Thanks guys and you are welcome! Aye Stacy, the Bruce. A copy of his grave plaque from the floor of Dunfermline Abbey. Course his heart is buried at Melrose on the border, looking south. Ay looking south.
woodwrkr the ring is to hold a tie rope. A tie rope is a short piece of rope usually about 10 ft long. When leggings (chaps) have them like this pair the tie rope is centered over the connecting string in front and then both tails of the rope is fed through the ring. I cary one on the back of my saddle, some guys will carry like this on their leggings.

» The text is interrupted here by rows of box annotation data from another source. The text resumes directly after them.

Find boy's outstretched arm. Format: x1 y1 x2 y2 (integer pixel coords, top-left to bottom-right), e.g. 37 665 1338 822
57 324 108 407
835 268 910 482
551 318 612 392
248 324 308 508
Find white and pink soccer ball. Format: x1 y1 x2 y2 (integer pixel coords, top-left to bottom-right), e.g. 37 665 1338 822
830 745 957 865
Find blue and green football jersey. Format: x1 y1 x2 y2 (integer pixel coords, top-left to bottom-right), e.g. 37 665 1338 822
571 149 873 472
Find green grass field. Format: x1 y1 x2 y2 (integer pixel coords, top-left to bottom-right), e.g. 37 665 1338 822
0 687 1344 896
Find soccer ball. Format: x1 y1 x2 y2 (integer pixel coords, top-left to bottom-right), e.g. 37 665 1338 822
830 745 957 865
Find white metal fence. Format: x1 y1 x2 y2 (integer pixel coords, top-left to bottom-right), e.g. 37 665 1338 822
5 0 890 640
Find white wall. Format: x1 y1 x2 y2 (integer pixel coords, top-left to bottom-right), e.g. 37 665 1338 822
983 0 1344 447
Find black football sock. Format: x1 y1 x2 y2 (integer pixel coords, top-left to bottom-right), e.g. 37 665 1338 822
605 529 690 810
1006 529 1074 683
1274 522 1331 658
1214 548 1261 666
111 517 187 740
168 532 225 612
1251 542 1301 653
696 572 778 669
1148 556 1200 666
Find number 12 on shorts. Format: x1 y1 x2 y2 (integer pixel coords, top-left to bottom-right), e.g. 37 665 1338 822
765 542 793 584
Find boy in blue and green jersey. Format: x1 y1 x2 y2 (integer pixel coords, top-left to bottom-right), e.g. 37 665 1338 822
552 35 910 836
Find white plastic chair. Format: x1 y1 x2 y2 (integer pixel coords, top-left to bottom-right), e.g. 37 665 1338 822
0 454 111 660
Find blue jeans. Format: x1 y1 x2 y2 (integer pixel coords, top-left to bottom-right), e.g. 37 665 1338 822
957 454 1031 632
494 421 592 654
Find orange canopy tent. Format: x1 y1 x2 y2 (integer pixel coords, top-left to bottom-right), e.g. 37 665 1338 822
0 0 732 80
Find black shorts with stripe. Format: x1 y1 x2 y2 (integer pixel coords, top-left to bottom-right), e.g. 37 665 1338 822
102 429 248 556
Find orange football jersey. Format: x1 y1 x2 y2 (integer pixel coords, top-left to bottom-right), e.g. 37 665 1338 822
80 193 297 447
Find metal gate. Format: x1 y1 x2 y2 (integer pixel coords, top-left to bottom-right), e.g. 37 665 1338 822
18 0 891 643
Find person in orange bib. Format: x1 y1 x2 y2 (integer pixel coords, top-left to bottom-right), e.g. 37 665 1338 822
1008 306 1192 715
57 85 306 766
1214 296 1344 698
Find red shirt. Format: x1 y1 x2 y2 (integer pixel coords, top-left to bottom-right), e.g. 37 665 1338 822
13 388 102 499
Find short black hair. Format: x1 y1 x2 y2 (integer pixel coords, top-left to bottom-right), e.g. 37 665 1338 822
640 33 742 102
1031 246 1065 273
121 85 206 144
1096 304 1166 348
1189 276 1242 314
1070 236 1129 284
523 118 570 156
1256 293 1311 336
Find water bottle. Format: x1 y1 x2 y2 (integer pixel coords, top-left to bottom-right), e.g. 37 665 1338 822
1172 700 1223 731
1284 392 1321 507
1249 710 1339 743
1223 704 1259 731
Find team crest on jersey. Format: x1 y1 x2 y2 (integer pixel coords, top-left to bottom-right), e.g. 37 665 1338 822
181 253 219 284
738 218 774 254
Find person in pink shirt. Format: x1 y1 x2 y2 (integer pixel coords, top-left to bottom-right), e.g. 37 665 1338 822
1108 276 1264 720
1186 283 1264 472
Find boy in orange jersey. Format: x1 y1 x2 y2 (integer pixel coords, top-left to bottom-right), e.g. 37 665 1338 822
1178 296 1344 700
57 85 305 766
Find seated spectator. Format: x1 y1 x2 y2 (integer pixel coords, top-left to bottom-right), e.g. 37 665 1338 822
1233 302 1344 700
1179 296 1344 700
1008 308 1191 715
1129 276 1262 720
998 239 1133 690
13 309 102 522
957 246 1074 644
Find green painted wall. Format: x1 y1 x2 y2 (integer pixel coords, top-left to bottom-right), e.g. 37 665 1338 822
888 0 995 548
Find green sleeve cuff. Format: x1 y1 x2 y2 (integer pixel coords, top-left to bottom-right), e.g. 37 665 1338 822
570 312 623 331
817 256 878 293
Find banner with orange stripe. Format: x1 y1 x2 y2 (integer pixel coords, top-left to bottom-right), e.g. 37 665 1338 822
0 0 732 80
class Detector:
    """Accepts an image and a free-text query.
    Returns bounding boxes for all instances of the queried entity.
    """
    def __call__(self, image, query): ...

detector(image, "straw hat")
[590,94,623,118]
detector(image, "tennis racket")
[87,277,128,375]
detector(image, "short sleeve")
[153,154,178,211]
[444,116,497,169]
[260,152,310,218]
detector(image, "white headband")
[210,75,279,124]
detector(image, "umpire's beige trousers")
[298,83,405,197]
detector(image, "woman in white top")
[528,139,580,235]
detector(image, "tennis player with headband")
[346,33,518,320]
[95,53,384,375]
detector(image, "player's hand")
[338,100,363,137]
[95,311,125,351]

This pic was from my son riding heifers for a large local ranch last spring. So what that means is these are first calf heifers that are about to calve. This particular batch of heifers (about 200 of them) were having aa lot of problems. About every 3rd one needed assistance. So every 2 hours for about 2 months he would ride through this pasture checking the heifers. if one was having trouble he would rope it, throw a trip, lay it down, tie the front feet, have a GOOD horse hold the back and then you are probably shoulder deep seeing what the problem is. If its gonna be an extended period of time you'd probably tie the back feet too, usually to the front feet. All the blue ropes hanging on the saddle are extra tie ropes. This is big boy cowboy stuff so a guy needs to be handy and mounted cause you are doing this by yourself for the most part. Ya can see the Buddy (the horse) knows his job well and is using his weight to keep the heifers hind feet off the ground.
There's lots of different ways of doing things and some of it is regional. If ya got two ropers ya can just lay em down like my wife and I did here. Head em, heel em and the ground crew will take the head rope off stick em on the front feet and go to work. Salty is rapidly making this bull calf into a steer, with Shotgun Stewie standing by with the branding iron. No "tie" ropes used this way just "catch" ropes.
So on the chap trade the whole project was to make something similar to dad's.
Kinda took me out of my comfort zone because I've made hundred and hundreds of different pairs of leggings but never this style. This chap style is called AZ bells. I've made: chinks, charmitas, armitas, shotgun chaps, batwing chaps and even bear hide woolies but never a pair of AZ bells. Never made this type of pocket before here on the right leg. Its called a mitten pocket.